Frank Caruso, a physician assistant specializing in orthopaedics at Wake Forest Baptist Health – Davie Medical Center, is also a 42-year firefighting veteran and leads EMT training at the Clemmons Fire Department.
Caruso is experienced enough to predict what common ailments he will treat during the summer.
"Right about now we’ll start seeing more seasonal injuries—burns, people twisting their ankles, bug bites, lots of exposure to the sun, more dehydration,’’ he said. These summertime injuries are common to all ages.
In the orthopaedics field, Caruso said knee and ankle injuries are most common. After inactivity over the winter many people dive into summer sports without adequate conditioning, which can lead to ankle sprains and other injuries. Shin splints, shoulder pain and stress fractures can result from overuse and lack of proper stretching.
“We have a large number of 70- to 80-year-olds in our area and many of them do not accept physical limitations,’’ Caruso said. It is especially important for them to be aware of bone health and to pay attention to arthritis inflammation. Injuries can occur simply by walking a dog, he said. When older patients report orthopaedic problems, “we try to treat them from a holistic perspective,’’ Caruso said. “What can I do to keep your musculoskeletal system healthier?”
Golfers also report more injuries as they play more frequently in the summer. Caruso advises diehard golfers to reduce the number of days they play or ride a golf cart if they experience knee pain. For rotator cuff problems, he suggests the player work with a coach to adjust their swing.
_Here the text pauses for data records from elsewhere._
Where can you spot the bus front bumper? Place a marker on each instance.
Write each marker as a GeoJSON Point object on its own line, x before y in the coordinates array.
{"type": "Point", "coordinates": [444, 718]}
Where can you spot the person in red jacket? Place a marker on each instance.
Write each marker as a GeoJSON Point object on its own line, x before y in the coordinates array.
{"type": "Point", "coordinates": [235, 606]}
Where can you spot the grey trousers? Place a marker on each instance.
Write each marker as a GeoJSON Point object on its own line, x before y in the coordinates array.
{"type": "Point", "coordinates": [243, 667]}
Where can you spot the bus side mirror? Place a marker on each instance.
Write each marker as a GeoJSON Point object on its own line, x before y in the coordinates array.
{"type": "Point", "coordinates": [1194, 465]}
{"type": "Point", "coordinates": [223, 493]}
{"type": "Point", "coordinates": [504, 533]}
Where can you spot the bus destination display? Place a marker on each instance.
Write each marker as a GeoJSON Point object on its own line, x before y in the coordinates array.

"Most of the time, the trauma and dehydration we treat results from folks working outside their comfort zone,’’ he said. “They’re trying to do it all at once and that’s when they get injured.”
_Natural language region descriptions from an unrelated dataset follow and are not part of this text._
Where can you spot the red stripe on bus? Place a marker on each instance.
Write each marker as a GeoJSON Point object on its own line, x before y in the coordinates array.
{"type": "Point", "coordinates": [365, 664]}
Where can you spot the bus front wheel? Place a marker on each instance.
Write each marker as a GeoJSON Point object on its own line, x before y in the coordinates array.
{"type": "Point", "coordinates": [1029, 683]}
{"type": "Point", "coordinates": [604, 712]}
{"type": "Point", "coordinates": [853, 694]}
Staying healthy while enjoying summer activities just takes common sense, Caruso said. Proper nutrition, conditioning, adequate rest and knowing your limitations will help.
Dr. Matt Cline, medical director of the Emergency Department at Davie Medical Center, agreed that injuries occur more frequently when the days get longer.
“Whether it is accidents related to being outside and playing, to burns from grilling or fireworks injuries, statistically the number of injuries related to those activities is going to go up this time of year,’’ Cline said.
He said ED numbers spike twice during the year—during the holiday season and at the end of the school year. He suggests people take common precautions to avoid injuries, but even that doesn’t always help.
“We do see situations where patients are not as cautious as they could be, but sometimes it’s just bad luck,” he said. “That’s the way it is with summertime injuries.”